Message-ID: <bakulD2un2v.JDI@netcom.com>
Organization: NETCOM On-line Communication Services (408 261-4700 guest)
References: <3fois1$5d5@shore.shore.net> <3fpssn$2gk@nova.netapp.com> <bakulD2ss6p.7M4@netcom.com> <3fuupi$ji8@nova.netapp.com>
Date: Mon, 23 Jan 1995 08:18:31 GMT
Lines: 58

guy@netapp.com (Guy Harris) writes:

>Bakul Shah <bakul@netcom.com> wrote:

>>- Checking mail -- such notification is likely to be cheaper
>>  than the current polling method.

>Cheaper, probably, although I don't know how *much* cheaper it'd be, as
>I don't know how expensive the current polling method is with various
>mailbox-watchers.

It sure would've helped back when netcom had a 30,000+ files in
its /var/spool/mail directory!  Also, notification is more likely
to scale better than polling (not always but for cases such as
mail).

>Perhaps you should have stated that as

>	It would not be all that painful to implement in a distributed
>	file system for which you control the protocol.

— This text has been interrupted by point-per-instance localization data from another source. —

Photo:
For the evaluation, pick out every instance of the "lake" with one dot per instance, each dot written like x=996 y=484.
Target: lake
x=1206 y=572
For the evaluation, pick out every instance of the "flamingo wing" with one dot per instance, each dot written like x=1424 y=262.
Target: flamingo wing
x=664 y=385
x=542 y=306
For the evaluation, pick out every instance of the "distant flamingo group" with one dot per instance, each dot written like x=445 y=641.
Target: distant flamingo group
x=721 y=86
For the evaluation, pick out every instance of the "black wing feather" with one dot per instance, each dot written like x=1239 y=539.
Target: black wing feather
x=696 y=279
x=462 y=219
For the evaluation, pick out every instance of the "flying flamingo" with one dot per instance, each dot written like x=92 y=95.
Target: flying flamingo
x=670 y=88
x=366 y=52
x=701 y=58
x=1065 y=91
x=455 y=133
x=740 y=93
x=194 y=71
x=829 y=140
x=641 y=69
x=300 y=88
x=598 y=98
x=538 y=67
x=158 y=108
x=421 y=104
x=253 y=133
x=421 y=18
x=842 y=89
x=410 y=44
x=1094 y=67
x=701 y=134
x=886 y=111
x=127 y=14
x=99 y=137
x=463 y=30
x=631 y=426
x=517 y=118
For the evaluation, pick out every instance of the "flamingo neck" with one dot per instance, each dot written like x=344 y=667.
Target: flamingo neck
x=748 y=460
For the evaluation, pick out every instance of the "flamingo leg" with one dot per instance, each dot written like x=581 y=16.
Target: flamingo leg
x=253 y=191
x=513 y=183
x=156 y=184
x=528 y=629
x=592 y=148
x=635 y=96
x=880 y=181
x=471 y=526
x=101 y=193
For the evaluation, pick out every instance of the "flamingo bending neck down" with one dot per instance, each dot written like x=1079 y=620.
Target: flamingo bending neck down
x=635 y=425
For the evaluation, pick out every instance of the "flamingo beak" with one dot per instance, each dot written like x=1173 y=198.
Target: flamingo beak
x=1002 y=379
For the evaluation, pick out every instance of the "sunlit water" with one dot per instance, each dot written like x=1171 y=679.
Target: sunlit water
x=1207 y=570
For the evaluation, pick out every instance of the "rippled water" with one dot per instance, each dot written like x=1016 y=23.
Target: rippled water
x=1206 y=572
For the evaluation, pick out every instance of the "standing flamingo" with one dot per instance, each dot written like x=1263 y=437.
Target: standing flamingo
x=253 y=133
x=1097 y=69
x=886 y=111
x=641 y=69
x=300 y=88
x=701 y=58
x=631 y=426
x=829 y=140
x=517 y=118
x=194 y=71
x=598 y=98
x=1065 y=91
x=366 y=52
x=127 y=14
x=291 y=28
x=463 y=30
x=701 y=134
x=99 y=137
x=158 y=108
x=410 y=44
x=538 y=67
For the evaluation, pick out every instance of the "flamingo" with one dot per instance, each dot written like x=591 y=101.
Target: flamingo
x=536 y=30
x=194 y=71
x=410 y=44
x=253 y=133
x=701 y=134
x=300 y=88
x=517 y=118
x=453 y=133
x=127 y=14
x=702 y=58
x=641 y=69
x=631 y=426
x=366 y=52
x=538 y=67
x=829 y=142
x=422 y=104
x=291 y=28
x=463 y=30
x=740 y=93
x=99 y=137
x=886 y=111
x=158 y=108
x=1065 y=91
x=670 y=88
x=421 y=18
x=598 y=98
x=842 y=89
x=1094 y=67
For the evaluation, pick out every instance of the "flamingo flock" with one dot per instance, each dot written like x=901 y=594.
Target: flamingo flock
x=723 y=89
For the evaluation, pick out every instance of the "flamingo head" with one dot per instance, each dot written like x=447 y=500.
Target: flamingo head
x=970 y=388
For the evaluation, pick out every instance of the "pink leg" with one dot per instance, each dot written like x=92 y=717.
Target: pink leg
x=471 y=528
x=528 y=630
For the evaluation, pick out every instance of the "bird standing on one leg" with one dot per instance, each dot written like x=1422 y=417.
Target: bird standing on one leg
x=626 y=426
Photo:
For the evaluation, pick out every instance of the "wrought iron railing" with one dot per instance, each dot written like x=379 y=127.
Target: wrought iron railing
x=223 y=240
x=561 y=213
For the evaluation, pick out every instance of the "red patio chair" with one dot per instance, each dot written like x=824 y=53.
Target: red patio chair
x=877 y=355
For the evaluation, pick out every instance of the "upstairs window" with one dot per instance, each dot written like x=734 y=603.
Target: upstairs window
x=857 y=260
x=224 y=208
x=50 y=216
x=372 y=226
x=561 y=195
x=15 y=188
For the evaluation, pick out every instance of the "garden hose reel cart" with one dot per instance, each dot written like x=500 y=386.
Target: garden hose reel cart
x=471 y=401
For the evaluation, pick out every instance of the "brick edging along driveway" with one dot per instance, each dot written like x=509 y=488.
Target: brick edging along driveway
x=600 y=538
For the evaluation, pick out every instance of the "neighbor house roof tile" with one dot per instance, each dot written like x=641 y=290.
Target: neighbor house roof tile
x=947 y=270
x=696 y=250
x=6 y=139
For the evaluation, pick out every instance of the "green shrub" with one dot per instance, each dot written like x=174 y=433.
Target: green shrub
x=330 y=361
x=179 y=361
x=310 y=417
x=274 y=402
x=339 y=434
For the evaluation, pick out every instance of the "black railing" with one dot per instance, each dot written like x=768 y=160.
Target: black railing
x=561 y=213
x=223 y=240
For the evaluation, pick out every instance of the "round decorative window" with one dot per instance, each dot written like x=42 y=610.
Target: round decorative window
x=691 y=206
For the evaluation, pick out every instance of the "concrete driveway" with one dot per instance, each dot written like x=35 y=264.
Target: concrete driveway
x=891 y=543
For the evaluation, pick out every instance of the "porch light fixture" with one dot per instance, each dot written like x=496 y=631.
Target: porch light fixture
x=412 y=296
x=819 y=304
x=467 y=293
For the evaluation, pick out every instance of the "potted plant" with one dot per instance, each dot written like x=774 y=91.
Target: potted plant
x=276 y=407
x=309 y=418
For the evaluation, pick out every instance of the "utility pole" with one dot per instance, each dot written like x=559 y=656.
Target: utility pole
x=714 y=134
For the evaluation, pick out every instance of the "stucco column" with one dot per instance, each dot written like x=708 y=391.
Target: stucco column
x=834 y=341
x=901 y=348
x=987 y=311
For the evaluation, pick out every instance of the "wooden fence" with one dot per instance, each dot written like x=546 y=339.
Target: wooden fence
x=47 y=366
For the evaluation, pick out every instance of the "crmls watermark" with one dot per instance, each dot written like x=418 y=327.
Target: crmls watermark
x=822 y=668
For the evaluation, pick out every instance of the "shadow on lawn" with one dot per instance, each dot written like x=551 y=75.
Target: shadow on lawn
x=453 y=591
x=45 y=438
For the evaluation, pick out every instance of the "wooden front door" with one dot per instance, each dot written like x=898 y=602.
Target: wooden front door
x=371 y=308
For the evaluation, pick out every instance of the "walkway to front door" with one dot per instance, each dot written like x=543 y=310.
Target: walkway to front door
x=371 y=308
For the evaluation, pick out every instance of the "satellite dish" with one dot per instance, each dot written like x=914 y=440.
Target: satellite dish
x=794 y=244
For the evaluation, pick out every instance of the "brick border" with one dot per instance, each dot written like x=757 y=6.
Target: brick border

No, control is not the issue; it is a given that NFS or any other
such protocol would need to be changed in some way.  What I was
getting at was that the ``intellectual'' pain of implementation
would not be all that bad.

>	1) add on another service-on-the-side like the lock manager

At least the lock manager would've been available on all platforms
if the lock protocol was fully and openly specified and adhered
to.  If you made the protocol public and stuck to it, other
implementations would crop up.

>	2) do it by having the client poll the server to see if the
>	   file's mod time or inode-change time has changed (as is
>	   already done by NFS clients that cache data locally, to see
>	   whether the cache needs to be invalidated - remember, most if
>	   not all UNIX NFS clients cache data locally, even if they
>	   just cache it in memory, not on disk).

Polling would not scale too well.  The `right' thing to do (IMHO
and ideally speaking) is to extend NFS.  On systems running
earlier versions one would not get the new benefits but so what.
Something as basic as change notification belongs in the FS
protocol.  Change notification can also be used to invalidate NFS
client cahce data. [If a file is not _likely_ to change very
often, it is less expensive in network traffic to register for
change notification]

>>There should be different exception conditions on attribute
>>change vs. content change.

>How would you make them different, given that "select()" only has
>"exception conditions", not different kinds of exception conditions?